Time for media houses to cater for mental health of journalists

Journalists covering a past event

Journalists covering a past event. 

Photo credit: File | Nation Media Group

The issue of mental well-being of journalists is one that needs to be put on the table for urgent discussion as well as seeking viable avenues to achieve it.

This topic provided for a rich debate at the Kenya Editors Guild Convention which was held in Kisumu recently. Veteran journalist Tom Osanjo made a moving presentation drawing from his own personal journey with depression which spiraled into addiction.

The presentation gave way to an honest debate among editors on the need to make mental health a priority for media practitoners. It was a good idea that this topic made its way to the programme because as it turns out, nearly everyone present had a story of either them, their relatives or a journalist working under them having a brush with mental health problems.

By the nature of their work, journalists are often in the frontline of dangerous situations in their quest to bring the news to audiences. Grisly accidents of all sorts. Macabre deaths. Devastating natural and man-made disasters. Visiting morgues to ascertain the number of those killed or at times attending a post-mortem. Our brave men and women of the Fourth Estate stoically bear all these.

Despite these conditions, it is alarming that not many newsrooms have in place strong measures to check the mental health of their journalists. The result is that some under distress resort to self medication which in many cases entails substance abuse, to the detriment of both the staffer and his/her employer.

The editors cited cases where reporters could not file a story after witnessing harrowing incidents. There was the story of a photojournalist who broke down and cried after witnessing an accident, and another one who escaped death in Mathare slums, an incident that later affected him mentally.

With the current coronavirus pandemic, the need for quality mental health for journalists takes a more urgent turn. 

In its December 2, 2020 publication, the International Centre for Journalists says that 500 journalists across the globe had lost their lives to the virus while hundreds others are infected.

“Back in May, when the Covid-19 pandemic was gaining strength and spreading worldwide, we took a look at the high toll on journalists in the crisis. Like health professionals, caregivers, and other essential workers, journalists face heightened risks as they pursue stories on the pandemic. 

The numbers are rather grim: As of November 15, the toll had risen to at least 462 journalists lost to Covid-19 from 56 countries — a more than seven-fold increase,” the report says.

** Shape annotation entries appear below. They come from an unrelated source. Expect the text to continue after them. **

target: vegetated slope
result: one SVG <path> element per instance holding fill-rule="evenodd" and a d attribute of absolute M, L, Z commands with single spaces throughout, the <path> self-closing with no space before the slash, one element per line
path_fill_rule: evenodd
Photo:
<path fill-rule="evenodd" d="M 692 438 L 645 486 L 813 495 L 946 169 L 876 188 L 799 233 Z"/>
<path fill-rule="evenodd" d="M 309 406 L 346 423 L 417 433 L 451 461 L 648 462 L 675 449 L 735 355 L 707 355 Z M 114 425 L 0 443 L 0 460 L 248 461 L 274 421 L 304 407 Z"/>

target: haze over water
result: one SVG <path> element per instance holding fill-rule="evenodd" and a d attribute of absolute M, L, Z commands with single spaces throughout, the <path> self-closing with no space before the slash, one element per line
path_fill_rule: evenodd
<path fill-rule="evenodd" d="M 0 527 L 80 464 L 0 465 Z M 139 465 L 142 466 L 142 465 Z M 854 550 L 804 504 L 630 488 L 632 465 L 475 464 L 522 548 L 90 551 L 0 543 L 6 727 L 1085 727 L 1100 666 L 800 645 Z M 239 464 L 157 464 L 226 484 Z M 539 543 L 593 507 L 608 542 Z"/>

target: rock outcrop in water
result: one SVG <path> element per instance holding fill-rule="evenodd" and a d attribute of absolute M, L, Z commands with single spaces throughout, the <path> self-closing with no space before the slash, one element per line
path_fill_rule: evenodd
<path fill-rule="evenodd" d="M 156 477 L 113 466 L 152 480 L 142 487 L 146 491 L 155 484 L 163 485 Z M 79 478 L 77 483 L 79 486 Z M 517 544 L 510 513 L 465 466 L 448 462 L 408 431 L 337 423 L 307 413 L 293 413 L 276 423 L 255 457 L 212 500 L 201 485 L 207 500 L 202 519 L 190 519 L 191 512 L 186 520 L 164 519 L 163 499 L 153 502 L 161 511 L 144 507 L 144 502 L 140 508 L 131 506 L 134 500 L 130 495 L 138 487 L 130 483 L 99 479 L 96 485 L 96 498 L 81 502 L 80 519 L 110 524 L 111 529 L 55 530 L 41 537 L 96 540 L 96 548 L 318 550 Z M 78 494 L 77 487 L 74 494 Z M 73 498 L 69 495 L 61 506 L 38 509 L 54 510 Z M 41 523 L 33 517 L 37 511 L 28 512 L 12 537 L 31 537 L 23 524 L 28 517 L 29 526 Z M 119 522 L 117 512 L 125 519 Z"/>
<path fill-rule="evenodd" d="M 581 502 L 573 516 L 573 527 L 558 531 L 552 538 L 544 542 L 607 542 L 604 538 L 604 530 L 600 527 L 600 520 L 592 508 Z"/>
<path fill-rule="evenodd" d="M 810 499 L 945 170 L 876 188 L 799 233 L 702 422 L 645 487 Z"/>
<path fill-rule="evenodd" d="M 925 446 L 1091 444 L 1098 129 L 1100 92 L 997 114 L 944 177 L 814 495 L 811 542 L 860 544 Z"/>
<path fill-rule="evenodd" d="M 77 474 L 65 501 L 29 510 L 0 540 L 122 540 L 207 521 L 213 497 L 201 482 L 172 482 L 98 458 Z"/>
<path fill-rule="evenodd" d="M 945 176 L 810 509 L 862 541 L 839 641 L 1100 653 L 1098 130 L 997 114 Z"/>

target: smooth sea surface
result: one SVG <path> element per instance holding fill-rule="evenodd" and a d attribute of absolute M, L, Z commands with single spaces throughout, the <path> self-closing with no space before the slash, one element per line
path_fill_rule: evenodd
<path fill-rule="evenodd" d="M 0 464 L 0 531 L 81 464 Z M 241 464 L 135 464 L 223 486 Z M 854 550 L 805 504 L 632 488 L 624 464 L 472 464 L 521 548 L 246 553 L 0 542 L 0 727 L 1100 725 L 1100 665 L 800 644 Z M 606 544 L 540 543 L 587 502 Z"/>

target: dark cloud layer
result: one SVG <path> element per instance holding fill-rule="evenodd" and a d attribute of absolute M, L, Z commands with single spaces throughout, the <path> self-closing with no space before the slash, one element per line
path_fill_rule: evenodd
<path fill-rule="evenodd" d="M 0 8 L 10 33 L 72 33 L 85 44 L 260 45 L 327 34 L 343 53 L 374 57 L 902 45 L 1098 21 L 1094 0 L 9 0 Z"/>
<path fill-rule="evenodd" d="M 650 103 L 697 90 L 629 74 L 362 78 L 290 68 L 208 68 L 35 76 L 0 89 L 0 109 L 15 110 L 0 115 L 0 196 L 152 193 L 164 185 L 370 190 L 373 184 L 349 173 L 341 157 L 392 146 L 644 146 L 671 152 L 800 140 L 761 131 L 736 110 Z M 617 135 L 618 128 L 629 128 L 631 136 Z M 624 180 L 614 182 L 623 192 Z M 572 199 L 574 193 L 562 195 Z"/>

Although we do not have figures for local journalists, it is true that journalists are in the frontline covering Covid-19 stories. Even if they are not infected, the mental toll on them as they talk to the infected, relatives of the dead and other surrounding stories will definitely impact them.

It is for this reason that we need urgent measures to help the media practitioners. Although hard pressed financially, I believe our media houses can spare some money towards the mental wellbeing of their employees.

Alternatively, time is ripe for the many NGOs operating in the country to come up with tailor-made solutions for scribes, especially those covering riskier stories.

It was edifying that participants at the Kisumu event agreed that our local journalism training institutions introduce an aspect of mental health training in their curricula. My humble appeal is for those in charge of such trainings to move with haste and start such a programme.